WEAR GREEN ging am 13. Januar 2014 an den Start. Der Launch-Termin war bewusst an den Beginn der Berliner Fashion Week gelegt. Denn in der Mode- und Designszene der deutschen Hauptstadt ist das Thema Nachhaltigkeit bereits so gegenwärtig wie kaum anderswo. Seit fünf Jahren bietet der Greenshowroom im Rahmen der zweimal jährlich stattfindenden Fashion Week eine Plattform für nachhaltig produzierte High Fashion Mode. Die Ethical Fashion Show, der Lavera Showfloor oder der Showfloor der Modemesse Gallery weiten dieses Konzept aus und bietet vor allem kleineren Labels die Möglichkeit, ihre Kollektionen einem breiteren Publikum vorzustellen.
Das Interesse auch von Seiten der Moderedaktionen wächst von Saison zu Saison. Vor Ort sprach ich unter anderem mit Magdalena Schaffrin, Gründerin des Greenshowrooms, mit Lizzie Delfs von der Modeschule Esmod, die den ersten Studiengang in „Sustainability in Fashion“ anbietet und Manuel Bürgel, der gemeinsam mit Unterstützern der Tierschutzorganisation Peta vor dem Fashion Week Zelt gegen Pelz und Leder demonstrierte. In Berlin finden sich aber auch viele junge Designer und Unternehmer, die auf die Attribute sozial, ökologisch und nachhaltig setzen. So wie etwa Mariko Takahashi und Eugenie Schmidt von „Schmidttakahashi“, die dem Upcycling-Trend eine ganz neue Dimension geben.

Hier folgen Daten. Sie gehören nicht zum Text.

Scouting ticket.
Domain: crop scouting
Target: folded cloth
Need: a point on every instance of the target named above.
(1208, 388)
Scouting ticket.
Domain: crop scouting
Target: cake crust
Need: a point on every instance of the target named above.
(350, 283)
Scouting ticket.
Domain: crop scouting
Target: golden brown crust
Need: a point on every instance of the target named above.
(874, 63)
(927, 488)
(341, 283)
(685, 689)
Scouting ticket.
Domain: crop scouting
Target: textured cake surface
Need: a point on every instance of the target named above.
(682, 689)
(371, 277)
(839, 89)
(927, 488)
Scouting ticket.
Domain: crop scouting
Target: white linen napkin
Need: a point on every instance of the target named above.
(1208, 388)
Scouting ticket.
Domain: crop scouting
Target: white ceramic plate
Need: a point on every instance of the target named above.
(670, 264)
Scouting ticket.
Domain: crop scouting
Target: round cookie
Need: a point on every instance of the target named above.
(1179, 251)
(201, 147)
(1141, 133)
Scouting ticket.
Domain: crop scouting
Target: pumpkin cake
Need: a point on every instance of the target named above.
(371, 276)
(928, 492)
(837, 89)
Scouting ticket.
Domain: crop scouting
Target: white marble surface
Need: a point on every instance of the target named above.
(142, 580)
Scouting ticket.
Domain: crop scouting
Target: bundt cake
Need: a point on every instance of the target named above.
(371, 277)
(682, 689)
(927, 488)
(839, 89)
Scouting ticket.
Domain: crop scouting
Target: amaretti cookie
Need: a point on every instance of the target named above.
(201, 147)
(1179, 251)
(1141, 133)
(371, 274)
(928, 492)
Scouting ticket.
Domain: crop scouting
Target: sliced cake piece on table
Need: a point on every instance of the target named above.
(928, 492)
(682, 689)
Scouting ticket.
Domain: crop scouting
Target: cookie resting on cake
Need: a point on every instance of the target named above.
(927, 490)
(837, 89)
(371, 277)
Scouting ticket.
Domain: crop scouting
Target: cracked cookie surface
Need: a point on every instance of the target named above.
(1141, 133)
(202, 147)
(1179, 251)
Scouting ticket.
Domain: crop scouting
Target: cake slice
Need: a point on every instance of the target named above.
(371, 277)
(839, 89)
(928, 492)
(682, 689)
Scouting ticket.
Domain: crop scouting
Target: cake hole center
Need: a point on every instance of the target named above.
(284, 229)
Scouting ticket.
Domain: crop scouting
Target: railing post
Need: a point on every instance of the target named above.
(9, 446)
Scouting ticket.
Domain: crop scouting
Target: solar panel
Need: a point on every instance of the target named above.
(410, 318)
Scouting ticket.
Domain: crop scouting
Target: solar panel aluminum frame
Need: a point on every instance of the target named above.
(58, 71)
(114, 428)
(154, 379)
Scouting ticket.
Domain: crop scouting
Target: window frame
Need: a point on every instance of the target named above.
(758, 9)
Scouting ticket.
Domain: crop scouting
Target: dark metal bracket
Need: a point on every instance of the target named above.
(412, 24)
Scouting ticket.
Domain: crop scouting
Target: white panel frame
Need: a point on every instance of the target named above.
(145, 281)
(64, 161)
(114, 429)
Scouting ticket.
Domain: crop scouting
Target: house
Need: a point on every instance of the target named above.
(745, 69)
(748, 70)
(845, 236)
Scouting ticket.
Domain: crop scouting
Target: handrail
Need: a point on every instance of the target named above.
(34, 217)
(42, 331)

Meine Recherche für WEAR GREEN führte mich im Februar weiter nach Hattingen, wo sich die Kampagne für saubere Kleidung auf ihrem jährlichen Aktionstreffen mit ganz anderen Aspekten von Nachhaltigkeit in der Modebranche auseinandersetzte. Hier standen die Folgen des Einsturzes des Rana Plaza Fabrikgebäudes in Bangladesch und der weiter andauernde Kampf für einen existenzsichernden Lohn für die Textilarbeiter im Fokus. Gisela Burckhardt, Vorstandsvorsitzende von FemNet und Fachfrau im Bereich sozialer Menschenrechte, sprach mit mir unter anderem über die Rolle der Medien innerhalb dieser Entwicklungen. Auch sie sieht noch viel ungenutztes Potenzial.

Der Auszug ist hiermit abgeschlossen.